Steve Coplon, an organizer of the Memphis Exalts Jesus event, told The Christian Post that the gathering came about in response to the news that American Atheists was going to have their convention at the Peabody Hotel in Memphis.
"We asked the Lord, should anything occur in light of the atheists convention coming to Memphis. As we prayed we sensed the Lord did not want any demonstrations or protests, but He seemed to stir in our hearts a gathering to focus only on His Son," Coplon said.
"We had an extended season of fasting and prayer and then found out that others had a similar burden. This led to a coming together of a few hundred to plan the event. Many who came are those who have really been praying for years for the Lord to do something significant in Memphis."
Coplon also told CP that as many as 4,000 attended the Christian event, where people shared their testimonies, and sang and prayed together.
"During all the times of praise and worship, the entire crowd entered in and sang, many lifting up their hands. We also had scripture readings in English, Spanish and Korean," Coplon continued.

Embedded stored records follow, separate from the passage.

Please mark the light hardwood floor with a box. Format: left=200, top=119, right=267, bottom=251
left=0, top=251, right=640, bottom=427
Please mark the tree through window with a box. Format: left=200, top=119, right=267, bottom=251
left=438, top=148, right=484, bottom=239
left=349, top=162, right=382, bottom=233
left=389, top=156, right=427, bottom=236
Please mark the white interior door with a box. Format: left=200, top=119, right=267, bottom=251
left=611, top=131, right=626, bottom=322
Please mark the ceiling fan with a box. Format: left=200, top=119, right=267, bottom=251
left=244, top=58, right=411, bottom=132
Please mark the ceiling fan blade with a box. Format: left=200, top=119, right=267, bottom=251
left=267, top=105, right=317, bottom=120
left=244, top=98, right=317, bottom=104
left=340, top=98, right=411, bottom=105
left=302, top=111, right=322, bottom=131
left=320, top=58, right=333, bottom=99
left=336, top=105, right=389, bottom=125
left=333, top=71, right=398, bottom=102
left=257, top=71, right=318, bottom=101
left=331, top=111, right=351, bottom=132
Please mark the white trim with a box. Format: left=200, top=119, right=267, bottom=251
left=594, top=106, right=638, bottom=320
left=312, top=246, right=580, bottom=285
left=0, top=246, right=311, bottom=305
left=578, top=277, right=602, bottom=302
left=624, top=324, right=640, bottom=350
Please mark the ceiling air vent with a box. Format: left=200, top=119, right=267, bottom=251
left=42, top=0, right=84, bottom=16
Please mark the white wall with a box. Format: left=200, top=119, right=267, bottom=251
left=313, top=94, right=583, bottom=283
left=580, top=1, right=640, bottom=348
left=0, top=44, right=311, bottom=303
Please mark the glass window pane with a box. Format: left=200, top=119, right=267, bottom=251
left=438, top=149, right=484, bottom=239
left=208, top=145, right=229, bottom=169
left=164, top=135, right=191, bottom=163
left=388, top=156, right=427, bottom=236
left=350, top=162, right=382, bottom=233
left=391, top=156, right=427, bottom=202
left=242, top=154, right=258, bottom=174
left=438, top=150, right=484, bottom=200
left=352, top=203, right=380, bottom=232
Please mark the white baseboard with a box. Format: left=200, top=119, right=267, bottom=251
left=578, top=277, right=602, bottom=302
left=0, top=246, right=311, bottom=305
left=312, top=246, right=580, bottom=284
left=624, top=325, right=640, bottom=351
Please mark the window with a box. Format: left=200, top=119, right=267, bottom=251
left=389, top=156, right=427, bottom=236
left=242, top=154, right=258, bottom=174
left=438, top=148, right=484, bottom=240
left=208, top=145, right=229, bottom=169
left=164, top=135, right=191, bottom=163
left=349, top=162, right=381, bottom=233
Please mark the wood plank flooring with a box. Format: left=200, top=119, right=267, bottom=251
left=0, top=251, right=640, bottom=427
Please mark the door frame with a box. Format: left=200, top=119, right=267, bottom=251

"There were exhortations from the Word of God in English and Spanish. There were testimonies (pre-recorded) on the scoreboard that were very encouraging. There were two [designated times held for] prayer, where everyone got together in groups of 10 to 20 and prayed together."
Memphis Exalts Jesus was held as the New Jersey-based group American Atheists conducted their multiday convention.
Beginning last Thursday and concluding Easter Sunday, the annual atheist convention included panels on various topics, a viewing of the film "God's Not Dead" wherein the film was mocked, and an exhibition room featuring various other secular groups.
Ayaan Hirsi Ali, the controversial author and apostate Muslim who was recently disinvited from a Brandeis Univerity graduation commencement speech, was the keynote speaker.
Danielle Muscato, communications manager with American Atheists, told CP that her organization's conventions have several purposes. "They are designed to educate people about atheism, science, politics, current events and philosophy. ... They are designed to empower and support the regional atheist communities in which they are held, and they are our organization's biggest annual fundraiser for the rest of our work throughout the year."
Regarding the Christian gathering held nearby the Peabody, Muscato responded that "people are, of course, welcome to organize their own event and that is their business and their right."
"What concerned me about it was that we always meet attendees who have to sneak out of their houses in order to attend our conventions on account of still being in the closet about their atheism to their own families," Muscato said. "With an event like this scheduled, it would be much harder for atheists to slip away unnoticed if their entire families were planning to attend and closeted atheists were under heavy family pressure to show up at the counter-event together."
"We believe that the Lord allowed the atheists to come here to stir many whose hearts are for the Lord only and for the body of Christ to be one to find each, gather together, and demonstrate the love and unity that is found only in Christ," Coplon added.
"Memphis Exalts Jesus is hopefully a first step in seeing a great spiritual awakening at this dark hour. The Lord used the atheist convention to be a catalyst to bring this about. May He receive all the glory."